Nie najlepiej rozpoczął się mecz dla Beskidu. Po dośrodkowaniu piłki z prawej strony głową piłkę do bramki Beskidu skierował gracz Tempa. W 10 minucie blisko podwyższenia wyniku byli zawodnicy Tempa. Zawodnik rywala wyprzedził wychodzącego z bramki Konrada Krucka i dograł do kolegi z drużyny, który trafił w boczną siatkę. W 21 minucie ponownie zagrozili bramce Beskidu zawodnicy gospodarzy. Rywal wymanewrował obronę Beskidu, lecz w sytuacji sam na sam przegrał pojedynek z Konradem Kruckiem. W 30 minucie popis swoich “umiejętności” dał arbiter spotkania, który najpierw pozwolił kontynuować akcję po faulu na Kamilu Kotrysie a następnie z niewiadomych przyczyn odgwizdał rzut karny dla Tempa, który na bramkę zamienił zawodnik gospodarzy. Na odpowiedź Beskidu musieliśmy czekać do 34 minuty, kiedy to piłkę z prawej strony dograł Michał Grześ a najlepiej w polu karnym odnalazł się Damian Szczęsny, który skierował piłkę do bramki.

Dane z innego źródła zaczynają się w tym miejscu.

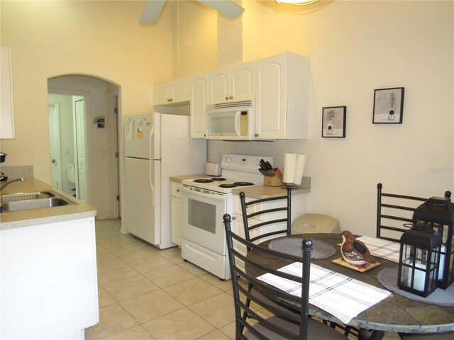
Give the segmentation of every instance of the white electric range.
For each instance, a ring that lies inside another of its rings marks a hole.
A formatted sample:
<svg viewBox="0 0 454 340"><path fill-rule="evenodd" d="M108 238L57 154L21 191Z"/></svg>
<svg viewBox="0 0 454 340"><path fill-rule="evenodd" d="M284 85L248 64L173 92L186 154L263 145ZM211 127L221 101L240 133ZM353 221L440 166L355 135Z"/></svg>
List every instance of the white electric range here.
<svg viewBox="0 0 454 340"><path fill-rule="evenodd" d="M233 215L233 188L263 185L261 159L273 164L272 157L224 154L221 177L182 181L183 259L221 279L231 278L222 217Z"/></svg>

Po zmianie stron obraz gry się diametralnie zmienił. Drużyna Tempa cofnęła się do obrony i próbowała stwarzać zagrożenie z kontrataków, natomiast zawodnicy Beskidu odbijali się na 20 metrze od zasieków obronnych defensywy drużyny z Puńcowa. Najbliżej zdobycia bramki był po zmianie stron Dawid Jaworski, który w 53 minucie uderzył z dystansu, jednak bramkarz skierował piłkę na rzut rożny.